Biden management issues new rule to protect privacy of those seeking reproductive health care: ‘No one must have to live in fear’
CNN —
Patients have a shimmering to privacy when it comes to their medical put a question to, even when they travel to another state for an abortion, IVF, birth control or other types of reproductive health care, federal officials declared in a new rule.
The previous rule, called HIPAA Privacy Rule to Support Reproductive Health Care Privacy, was announced Monday and prohibits the disclosure of a patient’s health put a question to as it relates to reproductive health care, as well as strengthens privacy protections for that patient, their family and their doctors who are providing or facilitating the care.
This consuming that the rule prevents medical records from being used in contradiction of people for providing or receiving certain types of reproductive health care — even if a patient traveled to novel state for that care, Melanie Fontes Rainer, director of the Workplace for Civil Rights, said in a news conference Monday.
“This rule prohibits those regulated by HIPAA — health care providers, health plans, clearing houses and their business associates — from amdroll or disclosing a person’s protected health information to conduct an investigation into or impose liability on any intimates for merely seeking, obtaining, providing or facilitating lawful reproductive health care, counting abortion,” Rainer said, referring to the Health Insurance Portability and Accountability Act of 1996.
“If a intimates receives reproductive health care, such as a pregnancy test or employment for an ectopic pregnancy, and that reproductive health care is true in the state where the care is received, the put a question to about the care cannot be disclosed or used by the health care provider or health plan for an investigation, or to impose liability by law enforcement on the patient or the provider,” she said. “And if the reproductive health care like contraception is harmless, required or authorized by federal law, including the Constitution, that may also not be used or disclosed based on this rule.”
Overall, “no one should have to live in fear that their conversations with their doctor or that their medical claims data distinguished be used to target or track them for seeking true reproductive health care,” Rainer said.
Last year, the Workplace for Civil Rights published proposed changes to the HIPAA Privacy Rule and received nearly 30,000 comments from the Republican in response to what the final rule should fervent, according to the US Department of Health and Humanoid Services.

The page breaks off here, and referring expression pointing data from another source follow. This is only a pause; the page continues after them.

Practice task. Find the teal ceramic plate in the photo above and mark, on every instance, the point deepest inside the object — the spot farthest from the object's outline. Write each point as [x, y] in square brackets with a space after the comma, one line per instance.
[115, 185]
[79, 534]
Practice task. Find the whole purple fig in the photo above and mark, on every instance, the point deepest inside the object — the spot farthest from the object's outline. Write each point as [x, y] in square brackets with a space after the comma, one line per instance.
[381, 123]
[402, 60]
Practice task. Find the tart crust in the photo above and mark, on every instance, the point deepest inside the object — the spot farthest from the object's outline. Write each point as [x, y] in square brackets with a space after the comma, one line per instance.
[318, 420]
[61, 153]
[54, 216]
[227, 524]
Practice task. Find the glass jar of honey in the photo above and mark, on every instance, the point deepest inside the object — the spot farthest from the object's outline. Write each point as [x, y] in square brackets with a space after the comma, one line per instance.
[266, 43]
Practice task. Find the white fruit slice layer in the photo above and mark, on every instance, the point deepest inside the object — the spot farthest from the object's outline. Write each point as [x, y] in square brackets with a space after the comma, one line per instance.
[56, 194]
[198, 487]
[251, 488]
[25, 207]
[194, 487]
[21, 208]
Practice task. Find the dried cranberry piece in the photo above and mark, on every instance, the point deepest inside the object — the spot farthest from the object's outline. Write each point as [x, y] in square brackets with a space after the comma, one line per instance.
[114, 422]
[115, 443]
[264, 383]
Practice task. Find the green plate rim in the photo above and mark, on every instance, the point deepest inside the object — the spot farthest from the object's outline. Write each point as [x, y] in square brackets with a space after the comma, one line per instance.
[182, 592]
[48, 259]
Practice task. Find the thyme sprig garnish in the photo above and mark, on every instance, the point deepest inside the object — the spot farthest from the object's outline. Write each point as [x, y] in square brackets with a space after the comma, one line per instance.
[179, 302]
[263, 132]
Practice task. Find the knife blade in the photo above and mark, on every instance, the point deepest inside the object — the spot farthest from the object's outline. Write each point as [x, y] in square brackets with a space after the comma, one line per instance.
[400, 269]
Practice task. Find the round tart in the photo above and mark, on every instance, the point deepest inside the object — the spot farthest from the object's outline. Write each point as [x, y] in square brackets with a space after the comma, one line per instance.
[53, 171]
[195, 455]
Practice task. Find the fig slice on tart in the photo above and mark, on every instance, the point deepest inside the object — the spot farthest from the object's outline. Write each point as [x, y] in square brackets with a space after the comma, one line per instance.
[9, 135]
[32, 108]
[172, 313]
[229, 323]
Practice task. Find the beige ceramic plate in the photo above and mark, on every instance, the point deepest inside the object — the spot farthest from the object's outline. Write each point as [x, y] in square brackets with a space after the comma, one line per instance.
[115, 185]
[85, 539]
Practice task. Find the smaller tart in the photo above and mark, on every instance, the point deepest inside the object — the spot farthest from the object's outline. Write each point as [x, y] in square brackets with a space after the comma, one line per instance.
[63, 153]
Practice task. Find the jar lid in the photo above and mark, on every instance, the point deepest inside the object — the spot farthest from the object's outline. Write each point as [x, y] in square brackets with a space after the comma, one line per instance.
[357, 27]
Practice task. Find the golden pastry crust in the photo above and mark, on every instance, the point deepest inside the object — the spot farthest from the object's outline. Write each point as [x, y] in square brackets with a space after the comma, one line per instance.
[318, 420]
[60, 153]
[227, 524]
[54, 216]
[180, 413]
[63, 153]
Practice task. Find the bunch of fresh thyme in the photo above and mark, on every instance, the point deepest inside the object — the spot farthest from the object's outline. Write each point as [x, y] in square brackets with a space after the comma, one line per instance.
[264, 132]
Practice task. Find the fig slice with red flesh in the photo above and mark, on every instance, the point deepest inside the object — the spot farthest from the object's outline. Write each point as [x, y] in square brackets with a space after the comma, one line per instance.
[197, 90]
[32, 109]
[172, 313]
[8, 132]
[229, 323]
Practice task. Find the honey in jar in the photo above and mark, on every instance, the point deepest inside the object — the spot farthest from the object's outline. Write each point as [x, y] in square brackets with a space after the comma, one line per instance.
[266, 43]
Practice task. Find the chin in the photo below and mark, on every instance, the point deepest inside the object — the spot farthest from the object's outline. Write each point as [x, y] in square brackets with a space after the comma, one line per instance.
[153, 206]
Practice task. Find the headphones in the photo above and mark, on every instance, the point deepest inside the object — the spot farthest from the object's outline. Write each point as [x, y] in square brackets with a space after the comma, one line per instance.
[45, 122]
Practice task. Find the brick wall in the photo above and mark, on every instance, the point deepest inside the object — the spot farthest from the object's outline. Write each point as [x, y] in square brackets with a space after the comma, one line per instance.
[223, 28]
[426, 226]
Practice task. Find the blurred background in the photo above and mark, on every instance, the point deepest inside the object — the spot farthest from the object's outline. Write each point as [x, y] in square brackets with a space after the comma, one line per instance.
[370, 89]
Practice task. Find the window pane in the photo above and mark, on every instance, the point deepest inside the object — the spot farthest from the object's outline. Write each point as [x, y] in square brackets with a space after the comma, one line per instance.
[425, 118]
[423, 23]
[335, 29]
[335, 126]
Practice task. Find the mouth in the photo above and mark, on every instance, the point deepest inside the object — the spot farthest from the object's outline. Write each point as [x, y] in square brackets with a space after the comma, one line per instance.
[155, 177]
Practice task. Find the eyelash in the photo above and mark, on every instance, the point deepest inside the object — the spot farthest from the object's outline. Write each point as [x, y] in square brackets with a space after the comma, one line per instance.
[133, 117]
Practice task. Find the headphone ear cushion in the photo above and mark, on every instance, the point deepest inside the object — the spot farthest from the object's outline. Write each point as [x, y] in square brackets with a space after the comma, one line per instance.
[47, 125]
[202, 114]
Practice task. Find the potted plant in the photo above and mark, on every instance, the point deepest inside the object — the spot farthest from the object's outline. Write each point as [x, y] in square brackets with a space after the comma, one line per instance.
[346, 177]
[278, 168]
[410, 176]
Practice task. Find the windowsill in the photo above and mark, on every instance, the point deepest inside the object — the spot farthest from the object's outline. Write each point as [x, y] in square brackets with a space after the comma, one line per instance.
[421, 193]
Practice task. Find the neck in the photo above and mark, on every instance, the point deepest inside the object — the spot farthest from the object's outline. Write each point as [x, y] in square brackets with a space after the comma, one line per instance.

Now, the previous rule serves as one part of an ongoing wretchedness by the Biden-Harris administration to protect access to reproductive health care once the overturning of Roe v. Wade, said HHS Secretary Xavier Becerra.
“Each and every American mild has a right to their privacy, especially when it comes to their very reserved, very personal health information,” Becerra said Monday. “Under federal law, you have abilities to your privacy. That’s what today is about — is executive sure that Americans who convey very personal, private health put a question to to a provider know that they have rights.”
The new rule comes at a time when 14 countries have total abortion bans.
Following the Supreme Court’s June 2022 decision-making in Dobbs v. Jackson Women’s Health Organization, which eliminated a constitutional shimmering to abortion nationwide, nearly two dozen US states have banned or runt access to the procedure. States where abortion is most limited report higher organizes of maternal and infant mortality, as well as greater economic insecurity.
Many patients living in countries with abortion restrictions have had to travel to countries without restrictions in order to receive care, Rainer said Monday.
Under the new rule, “when a woman travels from one region where the care might be banned to another region to receive lawful reproductive health care, no matter what that healthcare is — whether it’s a pill or it’s a draw or it’s just a medical examination — when that woman goes home, her medical records will be protected,” Rainer said.
“Herself, her providers, her home providers who literally had nothing to do with the care she received in the obliging instance, they will be protected, and they’ll be able to say ‘No, you cannot have this information,’” Rainer said. “The provider in the region where she traveled will also be protected from folks inward in to go after that type of medical care, which is one of the main goals of this rule — so that women can seek care, even in the face of the patchwork of laws we have now across the country.”
The crusades over abortion continues in many state legislatures and courts. Most recently on April 9, Arizona’s Supreme Court reinstated a 1864 law, rooted in the Civil War era, barring abortion in nearly all circumstances. The ruling, however, has been stayed for two weeks, and the current 15-week ban remains in place in the meantime.
Additionally, the US Supreme Court heard arguments in a case against the abortion pill in March and will hear a challenge to Idaho’s near-total ban this week. In Florida, a six-week ban will replace the state’s current 15-week ban on May 1.
While the new previous rule is one step in an effort to protecting women’s reproductive rights in the United States, Becerra said that it won’t completely undo the effects that the overturning of Roe v. Wade has had on patients across the country.
“We have no illusion that everything that the President has urged us to do with our authorities is touching to undo Dobbs,” Becerra said. “Dobbs took away abilities. Until we have a national law that reinstitutes Roe v. Wade, we’re touching to have issues.”
CNN’s Annette Choi and Devan Cole contributed to this report.